Senator Warren is in second among the Democratic candidates with about 14% of the donations and donors. Her campaign was able to raise a sizable amount of money during the third quarter with her rise in the polls, but with her recent dip back to third place nationally, it will be interesting to see how much she was able to raise in this fourth quarter.
What is most concerning from this distribution however, is the share of donations and donors the leading Democrat has. Former Vice President Joe Biden has been able to maintain his lead over other Democratic candidates over the past few months, but has had a poor performance in grassroots funding. We will see how well he is able to campaign when money starts to get tight as we get closer to Iowa.
Donations to Each Candidate per Day
Next, lets look at the distribution of donations made to each candidate over time.
# creates a figure with 3 by 2 subplots, one plot for each candidate
fig, ax = plt.subplots(3, 2)
# make the figure larger
fig.set_figheight(20)
fig.set_figwidth(20)
# the different colors for the scatter points in each graph
color = ['black', 'tab:purple', 'orange', 'tab:blue', 'tab:red', 'tab:green']
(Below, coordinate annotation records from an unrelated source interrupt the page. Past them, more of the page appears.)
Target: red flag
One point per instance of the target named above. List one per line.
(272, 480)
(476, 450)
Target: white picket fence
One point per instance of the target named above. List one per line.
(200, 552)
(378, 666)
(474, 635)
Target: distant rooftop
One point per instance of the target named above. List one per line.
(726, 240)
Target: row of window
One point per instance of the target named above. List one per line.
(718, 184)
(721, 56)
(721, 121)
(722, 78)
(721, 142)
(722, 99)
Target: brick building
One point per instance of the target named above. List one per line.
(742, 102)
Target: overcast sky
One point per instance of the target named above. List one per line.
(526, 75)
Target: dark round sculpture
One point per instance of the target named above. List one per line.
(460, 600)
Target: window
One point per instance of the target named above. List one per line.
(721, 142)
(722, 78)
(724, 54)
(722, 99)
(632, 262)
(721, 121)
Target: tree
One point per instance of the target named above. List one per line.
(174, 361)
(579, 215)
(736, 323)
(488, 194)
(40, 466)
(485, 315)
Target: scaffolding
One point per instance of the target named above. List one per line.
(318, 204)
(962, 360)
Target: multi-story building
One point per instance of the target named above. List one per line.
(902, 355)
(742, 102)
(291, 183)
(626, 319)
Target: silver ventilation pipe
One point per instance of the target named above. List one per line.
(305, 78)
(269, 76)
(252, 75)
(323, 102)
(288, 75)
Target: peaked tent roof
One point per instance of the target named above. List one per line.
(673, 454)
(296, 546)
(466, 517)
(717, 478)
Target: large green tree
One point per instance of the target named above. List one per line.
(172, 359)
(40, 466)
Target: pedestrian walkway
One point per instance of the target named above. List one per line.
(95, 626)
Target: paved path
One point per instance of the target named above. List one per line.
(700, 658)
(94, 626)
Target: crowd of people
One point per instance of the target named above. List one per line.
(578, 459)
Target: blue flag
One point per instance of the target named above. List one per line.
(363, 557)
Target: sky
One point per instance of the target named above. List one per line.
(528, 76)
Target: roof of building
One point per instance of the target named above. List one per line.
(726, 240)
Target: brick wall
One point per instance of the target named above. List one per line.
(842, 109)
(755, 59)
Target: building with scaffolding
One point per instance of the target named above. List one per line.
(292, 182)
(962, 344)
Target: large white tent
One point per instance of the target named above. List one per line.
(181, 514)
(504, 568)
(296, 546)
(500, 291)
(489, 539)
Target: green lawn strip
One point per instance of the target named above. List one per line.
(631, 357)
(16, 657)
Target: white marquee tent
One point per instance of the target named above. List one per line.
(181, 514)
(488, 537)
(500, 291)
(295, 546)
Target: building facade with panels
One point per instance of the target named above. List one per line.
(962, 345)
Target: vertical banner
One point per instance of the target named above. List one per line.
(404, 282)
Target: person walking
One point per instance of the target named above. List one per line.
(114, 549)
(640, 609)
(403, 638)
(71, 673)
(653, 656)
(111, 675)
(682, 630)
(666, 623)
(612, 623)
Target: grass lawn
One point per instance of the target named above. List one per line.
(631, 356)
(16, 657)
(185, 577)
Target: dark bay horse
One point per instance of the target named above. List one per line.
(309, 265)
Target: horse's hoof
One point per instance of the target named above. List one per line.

# the names for each of candidates represented in each subplot
name = ['Biden', 'Buttigieg', 'Klobuchar', 'Sanders', 'Trump', 'Warren']
# adds title and scatter plots to each subplot
w = 0
for i in range(len(ax)):
for j in range(len(ax[i])):
ax[i, j].set_title(name[w], fontsize=14, fontweight='bold')
count_func(data_clean[data_clean['recipient_name'] == name[w]], ax[i, j], fig, color[w])
w += 1
# addes main title to the main figure
fig.suptitle('Percentage of Donations Over Time For Each Candidate', fontsize=16, fontweight='bold')
fig.show()
From this analysis, it is clear that each candidate is following around the same trend seen for the broader set of donations, with each candidate recieving more donations over time.
Some candidates stick out like Biden, who had his highest percentage of donations (close to 5%) come days after he announced his candidacy, while others like Buttigieg, Klobuchar, Sanders, and Warren have steadily increased their donation percentages and recieved their highest percentage of donations on the last day of the third quarter.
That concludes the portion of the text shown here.